On September 13, 2017, Carton submitted a resignation letter to CBS Radio, ending his run on the program. Carton said he wished to give his former show "the best opportunity to succeed without further disruption." CBS announced it would look to hire a replacement host. Overnight before the September 14 program, WFAN rebranded the show under a new title, The Morning Show with Boomer, and had its set designers remove any mention of Carton from the set. The show's jingles were re-recorded in the week prior to only refer to Esiason under the show's new title.
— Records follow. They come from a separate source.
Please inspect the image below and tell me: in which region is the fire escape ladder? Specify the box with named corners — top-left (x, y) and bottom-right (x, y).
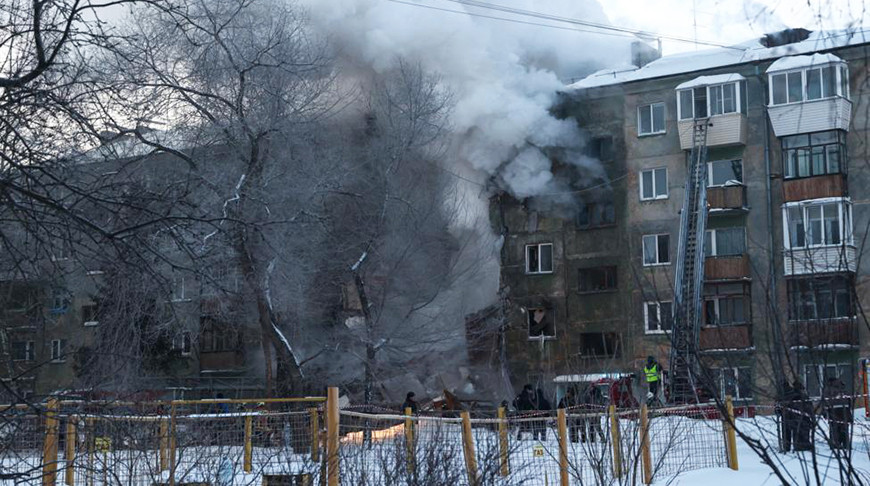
top-left (669, 119), bottom-right (710, 404)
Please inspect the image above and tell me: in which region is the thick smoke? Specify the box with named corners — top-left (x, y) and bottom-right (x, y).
top-left (300, 0), bottom-right (632, 199)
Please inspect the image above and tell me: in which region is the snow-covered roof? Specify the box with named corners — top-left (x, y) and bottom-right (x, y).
top-left (568, 28), bottom-right (870, 90)
top-left (766, 53), bottom-right (844, 73)
top-left (675, 73), bottom-right (746, 90)
top-left (553, 373), bottom-right (631, 383)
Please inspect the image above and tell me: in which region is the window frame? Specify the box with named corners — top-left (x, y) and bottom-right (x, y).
top-left (170, 275), bottom-right (189, 302)
top-left (637, 102), bottom-right (666, 136)
top-left (11, 341), bottom-right (34, 362)
top-left (704, 227), bottom-right (746, 257)
top-left (803, 363), bottom-right (852, 398)
top-left (769, 63), bottom-right (849, 107)
top-left (578, 265), bottom-right (618, 293)
top-left (50, 339), bottom-right (66, 363)
top-left (642, 233), bottom-right (670, 266)
top-left (782, 198), bottom-right (853, 249)
top-left (703, 295), bottom-right (748, 327)
top-left (707, 159), bottom-right (744, 187)
top-left (82, 303), bottom-right (99, 327)
top-left (644, 300), bottom-right (673, 334)
top-left (526, 307), bottom-right (556, 340)
top-left (525, 243), bottom-right (554, 275)
top-left (786, 275), bottom-right (854, 321)
top-left (639, 167), bottom-right (668, 201)
top-left (677, 82), bottom-right (742, 120)
top-left (577, 200), bottom-right (616, 229)
top-left (711, 367), bottom-right (752, 400)
top-left (781, 130), bottom-right (846, 180)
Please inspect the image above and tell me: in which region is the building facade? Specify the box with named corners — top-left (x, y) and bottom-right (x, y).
top-left (491, 29), bottom-right (870, 404)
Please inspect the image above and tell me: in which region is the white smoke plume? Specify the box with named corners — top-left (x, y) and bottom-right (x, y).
top-left (300, 0), bottom-right (633, 198)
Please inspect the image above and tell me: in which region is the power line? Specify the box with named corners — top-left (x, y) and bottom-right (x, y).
top-left (397, 0), bottom-right (744, 50)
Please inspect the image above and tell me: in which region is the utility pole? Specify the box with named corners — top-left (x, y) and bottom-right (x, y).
top-left (351, 252), bottom-right (375, 444)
===Gregg Giannotti named as Carton's replacement===
After Carton's resignation, Jerry Recco filled in as co-host on most days. On November 15, 2017, WFAN announced Gregg Giannotti as the new permanent co-host. Giannotti is a former WFAN producer who later hosted morning radio programs for KDKA-FM in Pittsburgh and, subsequently, the Gio and Jones morning show for CBS Sports Radio.
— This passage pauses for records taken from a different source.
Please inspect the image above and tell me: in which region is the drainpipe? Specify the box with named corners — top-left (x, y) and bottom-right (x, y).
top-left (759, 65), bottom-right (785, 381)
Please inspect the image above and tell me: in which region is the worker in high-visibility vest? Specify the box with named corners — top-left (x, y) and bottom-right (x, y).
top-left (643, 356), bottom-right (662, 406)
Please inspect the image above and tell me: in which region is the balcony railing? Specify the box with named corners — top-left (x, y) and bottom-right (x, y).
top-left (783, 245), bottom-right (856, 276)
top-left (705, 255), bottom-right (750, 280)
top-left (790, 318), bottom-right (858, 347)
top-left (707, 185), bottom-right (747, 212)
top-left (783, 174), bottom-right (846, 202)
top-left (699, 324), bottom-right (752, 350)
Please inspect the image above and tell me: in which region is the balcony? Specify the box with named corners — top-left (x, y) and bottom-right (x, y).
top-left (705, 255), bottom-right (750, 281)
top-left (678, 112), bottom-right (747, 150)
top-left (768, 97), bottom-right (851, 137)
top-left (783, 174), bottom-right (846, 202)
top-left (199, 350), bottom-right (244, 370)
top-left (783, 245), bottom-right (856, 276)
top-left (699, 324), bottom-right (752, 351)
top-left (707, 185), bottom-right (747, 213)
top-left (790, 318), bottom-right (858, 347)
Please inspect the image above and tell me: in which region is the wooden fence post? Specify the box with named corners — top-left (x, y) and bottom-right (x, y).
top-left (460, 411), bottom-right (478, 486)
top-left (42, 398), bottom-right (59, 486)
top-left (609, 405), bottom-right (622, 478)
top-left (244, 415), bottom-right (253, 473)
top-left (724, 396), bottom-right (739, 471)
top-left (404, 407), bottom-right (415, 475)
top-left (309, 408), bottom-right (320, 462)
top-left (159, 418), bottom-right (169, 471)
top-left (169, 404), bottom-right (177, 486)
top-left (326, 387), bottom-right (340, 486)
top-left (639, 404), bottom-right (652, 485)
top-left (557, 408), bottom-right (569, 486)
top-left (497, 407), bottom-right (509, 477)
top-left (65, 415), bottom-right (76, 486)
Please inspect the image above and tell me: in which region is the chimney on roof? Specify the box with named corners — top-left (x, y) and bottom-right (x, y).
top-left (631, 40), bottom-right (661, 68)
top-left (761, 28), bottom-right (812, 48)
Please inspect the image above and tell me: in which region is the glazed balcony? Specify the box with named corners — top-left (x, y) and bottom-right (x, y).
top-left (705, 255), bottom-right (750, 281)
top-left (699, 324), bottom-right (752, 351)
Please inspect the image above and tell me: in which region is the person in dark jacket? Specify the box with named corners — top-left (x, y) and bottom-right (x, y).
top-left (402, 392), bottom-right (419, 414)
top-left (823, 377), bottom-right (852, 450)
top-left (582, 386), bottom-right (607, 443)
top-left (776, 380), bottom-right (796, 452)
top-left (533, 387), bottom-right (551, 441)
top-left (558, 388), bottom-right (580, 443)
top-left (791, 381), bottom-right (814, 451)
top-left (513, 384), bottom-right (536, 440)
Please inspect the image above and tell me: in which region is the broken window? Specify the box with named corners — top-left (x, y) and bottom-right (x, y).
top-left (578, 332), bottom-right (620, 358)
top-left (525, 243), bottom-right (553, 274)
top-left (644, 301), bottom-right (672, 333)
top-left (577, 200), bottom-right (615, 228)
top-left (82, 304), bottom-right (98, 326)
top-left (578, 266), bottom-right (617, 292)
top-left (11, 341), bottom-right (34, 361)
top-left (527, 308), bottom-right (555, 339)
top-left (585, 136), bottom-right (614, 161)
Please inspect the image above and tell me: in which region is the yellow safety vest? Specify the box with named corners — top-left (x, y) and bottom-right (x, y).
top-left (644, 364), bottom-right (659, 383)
On January 2, 2018, Boomer and Gio officially began. In May 2021, WFAN extended the contracts for Esiason and Giannotti through 2023 as the program remained among the market leaders.

==On-air==

===Carton's walk across the Brooklyn Bridge in a Speedo===

To New York, the greatest city in the world where a man shows what he's got for the New York Giants.
— —Craig Carton

On January 18, 2008, Carton honored a wager by walking across the Brooklyn Bridge holding a sign reading "Any Given Sunday" and wearing only a Speedo and New York Giants All-Pro tight end Jeremy Shockey jersey. After a week of berating the local team, Carton guaranteed the Giants would lose to the despised division rival Dallas Cowboys. The following Sunday the Giants upset the Cowboys, 21–17.
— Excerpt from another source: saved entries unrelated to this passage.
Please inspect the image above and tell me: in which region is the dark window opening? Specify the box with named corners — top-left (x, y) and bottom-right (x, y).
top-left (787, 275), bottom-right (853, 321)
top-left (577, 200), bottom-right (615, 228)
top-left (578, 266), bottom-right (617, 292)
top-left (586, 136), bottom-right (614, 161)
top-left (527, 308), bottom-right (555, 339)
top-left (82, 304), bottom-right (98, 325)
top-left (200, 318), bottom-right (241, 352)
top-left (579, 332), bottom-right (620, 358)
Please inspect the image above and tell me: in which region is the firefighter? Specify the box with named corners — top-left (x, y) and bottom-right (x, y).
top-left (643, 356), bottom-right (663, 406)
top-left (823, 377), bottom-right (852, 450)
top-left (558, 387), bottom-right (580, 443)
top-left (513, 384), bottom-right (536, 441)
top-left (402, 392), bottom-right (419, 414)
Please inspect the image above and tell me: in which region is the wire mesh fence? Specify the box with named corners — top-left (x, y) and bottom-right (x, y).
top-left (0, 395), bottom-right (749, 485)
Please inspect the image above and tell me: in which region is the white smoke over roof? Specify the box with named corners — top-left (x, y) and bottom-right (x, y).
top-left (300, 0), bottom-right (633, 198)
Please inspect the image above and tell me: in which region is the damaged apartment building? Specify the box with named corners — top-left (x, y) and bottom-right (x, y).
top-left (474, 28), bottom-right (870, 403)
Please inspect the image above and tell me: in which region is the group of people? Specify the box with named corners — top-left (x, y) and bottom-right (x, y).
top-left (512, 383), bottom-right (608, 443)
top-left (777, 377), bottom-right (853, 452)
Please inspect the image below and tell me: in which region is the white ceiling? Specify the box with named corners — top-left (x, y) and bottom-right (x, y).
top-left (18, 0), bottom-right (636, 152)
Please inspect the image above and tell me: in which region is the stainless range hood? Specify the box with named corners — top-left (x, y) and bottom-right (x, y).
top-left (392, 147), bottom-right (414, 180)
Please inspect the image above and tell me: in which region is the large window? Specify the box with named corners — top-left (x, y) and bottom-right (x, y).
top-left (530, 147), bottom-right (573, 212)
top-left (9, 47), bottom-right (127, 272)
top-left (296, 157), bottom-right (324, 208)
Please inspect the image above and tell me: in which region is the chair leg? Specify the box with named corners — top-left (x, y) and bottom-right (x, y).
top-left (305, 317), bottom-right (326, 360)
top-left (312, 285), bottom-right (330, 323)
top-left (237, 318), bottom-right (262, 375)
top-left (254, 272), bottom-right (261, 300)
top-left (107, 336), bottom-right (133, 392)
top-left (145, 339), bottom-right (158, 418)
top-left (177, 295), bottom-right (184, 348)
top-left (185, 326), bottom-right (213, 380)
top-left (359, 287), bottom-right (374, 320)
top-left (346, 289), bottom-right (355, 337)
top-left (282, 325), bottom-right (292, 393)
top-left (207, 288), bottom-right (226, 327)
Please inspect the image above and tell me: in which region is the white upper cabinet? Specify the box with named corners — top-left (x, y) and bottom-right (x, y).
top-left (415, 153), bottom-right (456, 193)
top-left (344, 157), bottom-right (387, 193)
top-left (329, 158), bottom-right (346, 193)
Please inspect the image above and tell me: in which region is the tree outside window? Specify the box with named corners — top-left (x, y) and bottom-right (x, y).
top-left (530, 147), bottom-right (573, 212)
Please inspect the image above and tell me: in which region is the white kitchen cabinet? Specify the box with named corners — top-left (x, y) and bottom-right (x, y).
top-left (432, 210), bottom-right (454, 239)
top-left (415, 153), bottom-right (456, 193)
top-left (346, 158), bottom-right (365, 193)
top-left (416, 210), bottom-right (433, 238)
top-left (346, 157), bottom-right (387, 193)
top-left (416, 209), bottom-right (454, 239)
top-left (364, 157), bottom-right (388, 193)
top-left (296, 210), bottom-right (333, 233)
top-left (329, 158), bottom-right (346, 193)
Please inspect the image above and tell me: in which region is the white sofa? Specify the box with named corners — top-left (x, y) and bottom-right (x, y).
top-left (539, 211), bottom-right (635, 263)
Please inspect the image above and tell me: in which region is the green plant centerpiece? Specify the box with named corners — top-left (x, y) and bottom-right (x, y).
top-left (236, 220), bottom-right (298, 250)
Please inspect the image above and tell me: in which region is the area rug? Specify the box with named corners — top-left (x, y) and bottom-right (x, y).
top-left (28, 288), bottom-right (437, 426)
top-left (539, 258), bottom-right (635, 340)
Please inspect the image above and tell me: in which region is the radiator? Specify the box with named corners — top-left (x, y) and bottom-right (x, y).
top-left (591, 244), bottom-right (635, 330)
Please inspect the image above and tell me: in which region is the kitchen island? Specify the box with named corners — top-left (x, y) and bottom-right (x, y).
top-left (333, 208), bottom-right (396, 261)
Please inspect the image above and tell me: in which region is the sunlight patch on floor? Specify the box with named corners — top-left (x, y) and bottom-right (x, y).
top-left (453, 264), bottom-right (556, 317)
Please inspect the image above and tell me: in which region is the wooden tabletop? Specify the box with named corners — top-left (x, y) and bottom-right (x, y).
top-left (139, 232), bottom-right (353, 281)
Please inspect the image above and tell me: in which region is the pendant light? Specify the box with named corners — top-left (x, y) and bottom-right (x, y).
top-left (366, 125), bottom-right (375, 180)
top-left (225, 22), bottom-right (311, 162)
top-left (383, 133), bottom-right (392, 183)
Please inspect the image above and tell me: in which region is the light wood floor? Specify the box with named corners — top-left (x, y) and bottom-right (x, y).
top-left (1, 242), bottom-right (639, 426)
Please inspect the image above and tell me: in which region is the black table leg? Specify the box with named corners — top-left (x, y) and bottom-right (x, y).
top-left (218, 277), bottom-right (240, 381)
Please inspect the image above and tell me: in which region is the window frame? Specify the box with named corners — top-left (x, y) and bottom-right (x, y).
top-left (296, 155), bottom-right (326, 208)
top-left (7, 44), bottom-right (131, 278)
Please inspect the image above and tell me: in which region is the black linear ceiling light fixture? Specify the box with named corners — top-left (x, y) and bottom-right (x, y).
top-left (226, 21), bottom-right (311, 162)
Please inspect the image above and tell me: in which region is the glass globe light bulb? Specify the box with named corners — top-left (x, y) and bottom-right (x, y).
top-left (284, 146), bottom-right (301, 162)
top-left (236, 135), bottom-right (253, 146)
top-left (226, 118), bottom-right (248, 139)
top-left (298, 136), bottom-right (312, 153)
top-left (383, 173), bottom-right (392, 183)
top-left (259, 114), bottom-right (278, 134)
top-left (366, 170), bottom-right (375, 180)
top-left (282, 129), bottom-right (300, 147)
After the stunt, Carton quipped, "It's an experience I will never do again".

On January 8, 2010, Carton repeated the stunt this time in the colors of the New York Jets, following Carton's earlier claim that the Jets would not make the playoffs. This stunt meant a lot more for Carton as he is a long-time Jets fan.

===Brett the Jet===

Really, for somebody to do that with a bullhorn, No. 1, you're not a Jets fan and you're not interested in the team. You're interested in yourself and bringing light to yourself. So, as players, we would laugh at it. We consider Carton annoying and unfunny, while Boomer is a traitor.
— —Chad Pennington

On July 30, 2008, at 1 pm, Carton went to the NY Jets training camp at Hofstra University in Uniondale, Long Island. Carton brought a megaphone and rallied a group of a few hundred Jets fans cheering "Let's Get Brett." The chant was a response to speculation that Green Bay Packers QB Brett Favre was looking to be traded upon coming out of a brief retirement. Carton had reasoned with the Jets organization over the air to put out a statement that the Jets were not pursuing Favre, if that was the case. If the Jets made this statement, he agreed to not show up at camp—but the Jets organization never came forward. Carton was chastised by the local media for this "stunt" and many local reporters felt the Jets stood no chance of getting Favre. On August 7, 2008, the Jets acquired Favre for a conditional fourth-round draft pick.

===Controversies===
On April 1, 2014, Boomer and Carton were discussing Mets second baseman Daniel Murphy taking paternity leave in order to be with his wife for the birth of his first child, and that Murphy would be unable to attend opening day. Boomer Esiason was critical of Murphy, saying his wife should have scheduled "a C-section before the season starts" because he "needs to be at Opening Day." After receiving criticism from groups like the March of Dimes and many of the program's listeners, Esiason later apologized to Murphy and his wife for "creating an intrusion into a very sacred and personal moment in their lives" and for making an "insensitive remark that I sincerely regret." Carton, consistent with his character, remained indifferent, referring to those who opposed them as "knuckleheads."